Burglars operating in Peterborough over the last 12 months, are by all accounts having a hard time, and of those captured and convicted, have collectively been 'banged up' for more than 100 years.....
Some 47 people were convicted of burglary and were sentenced to a total of 102 years and 11 months, on average, each offender received more than two years in jail.
In September, Peterborough recorded an all-time monthly low of 44 domestic burglaries.
The statistics are being released as part of the Cambridgeshire Police award-winning Get Closer campaign, which this month is 'closing in' on burglary.
Get Closer uses detailed crime analysis to produce a seasonal trend calendar, this allows effective and efficient targeting of police and agency resources which aims to reduce the number of victims of crime in the county.
Detective Sergeant Dave Taylor said: "These figures demonstrate just how hard we've been working to crackdown on those who burgle in Peterborough.
"It is a crime that has a massive impact on victims and that is recognised by us and the justice system. It is also testament to the help we receive from members of the public and I would encourage residents to continue calling us with any information they have."
Suspicious activity should be reported to the police on 101, or 999 if a crime is in progress, Crimestoppers, anonymously, on 0800 555111
And when they get there:
All convicted male prisoners are to be banned from watching violent and sexually explicit films as part of a crackdown on "perks" that comes into effect today.
Inmates will also be required to wear a uniform for their first two weeks behind bars, and will lose automatic access to daytime television and gym equipment.
The changes to the prison service's incentives and earned privileges regime have been ordered by the justice secretary, Chris Grayling, and will apply across England and Wales.

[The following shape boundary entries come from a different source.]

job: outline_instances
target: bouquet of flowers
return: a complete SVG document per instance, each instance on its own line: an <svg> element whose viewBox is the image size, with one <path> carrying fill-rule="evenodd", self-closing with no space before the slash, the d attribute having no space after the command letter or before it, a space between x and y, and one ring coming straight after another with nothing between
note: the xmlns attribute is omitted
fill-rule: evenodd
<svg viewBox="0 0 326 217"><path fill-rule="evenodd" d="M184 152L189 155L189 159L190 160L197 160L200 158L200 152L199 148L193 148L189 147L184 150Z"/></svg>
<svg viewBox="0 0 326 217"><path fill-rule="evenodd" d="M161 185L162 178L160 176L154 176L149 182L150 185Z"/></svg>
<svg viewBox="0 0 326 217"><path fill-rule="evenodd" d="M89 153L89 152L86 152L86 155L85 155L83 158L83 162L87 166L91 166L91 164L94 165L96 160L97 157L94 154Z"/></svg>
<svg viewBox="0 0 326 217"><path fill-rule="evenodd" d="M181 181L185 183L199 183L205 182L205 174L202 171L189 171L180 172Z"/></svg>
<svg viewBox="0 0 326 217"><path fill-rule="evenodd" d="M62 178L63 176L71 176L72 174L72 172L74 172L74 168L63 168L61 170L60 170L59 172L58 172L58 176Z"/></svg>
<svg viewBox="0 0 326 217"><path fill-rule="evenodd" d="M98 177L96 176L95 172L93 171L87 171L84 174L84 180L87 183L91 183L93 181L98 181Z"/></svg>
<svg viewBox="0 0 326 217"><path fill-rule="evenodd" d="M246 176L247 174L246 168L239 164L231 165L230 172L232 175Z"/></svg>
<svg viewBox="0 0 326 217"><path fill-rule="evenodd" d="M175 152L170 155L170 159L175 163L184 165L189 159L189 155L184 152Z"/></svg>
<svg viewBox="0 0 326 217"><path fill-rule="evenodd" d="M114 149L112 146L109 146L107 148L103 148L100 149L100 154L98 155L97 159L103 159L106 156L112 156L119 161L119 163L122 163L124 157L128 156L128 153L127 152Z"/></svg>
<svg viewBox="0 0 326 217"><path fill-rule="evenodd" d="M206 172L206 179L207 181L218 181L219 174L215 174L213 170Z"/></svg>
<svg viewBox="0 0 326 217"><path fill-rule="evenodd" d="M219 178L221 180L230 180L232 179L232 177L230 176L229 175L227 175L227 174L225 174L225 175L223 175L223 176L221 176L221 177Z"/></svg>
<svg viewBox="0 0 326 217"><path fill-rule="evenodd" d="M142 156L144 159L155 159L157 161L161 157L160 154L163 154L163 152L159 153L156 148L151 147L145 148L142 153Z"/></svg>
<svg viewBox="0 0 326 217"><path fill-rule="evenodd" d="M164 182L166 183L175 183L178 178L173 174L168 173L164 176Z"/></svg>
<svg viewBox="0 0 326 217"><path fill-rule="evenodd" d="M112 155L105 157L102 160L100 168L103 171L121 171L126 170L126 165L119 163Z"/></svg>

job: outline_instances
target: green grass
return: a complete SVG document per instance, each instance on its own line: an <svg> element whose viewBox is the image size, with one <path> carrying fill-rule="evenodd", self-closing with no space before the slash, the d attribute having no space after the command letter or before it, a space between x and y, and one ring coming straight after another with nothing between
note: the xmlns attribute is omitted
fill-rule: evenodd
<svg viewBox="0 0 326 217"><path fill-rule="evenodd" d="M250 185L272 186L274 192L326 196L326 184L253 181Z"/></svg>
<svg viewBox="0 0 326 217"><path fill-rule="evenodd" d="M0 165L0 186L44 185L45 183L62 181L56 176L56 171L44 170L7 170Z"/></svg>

The requirement to wear prison clothes and restrictions on access to private cash will be compulsory for all convicted prisoners for the first fortnight of their sentence as part of a new "entry level" to the system.
Female prisoners will not have to wear a uniform. In most cases the uniform will involve a grey or maroon tracksuit with a light blue T-shirt. In some jails older uniforms with a striped top will be worn.
Grayling has said that under the new policy a lack of bad behaviour will not be enough to earn privileges. Instead inmates will have to work actively towards their rehabilitation and help other prisoners.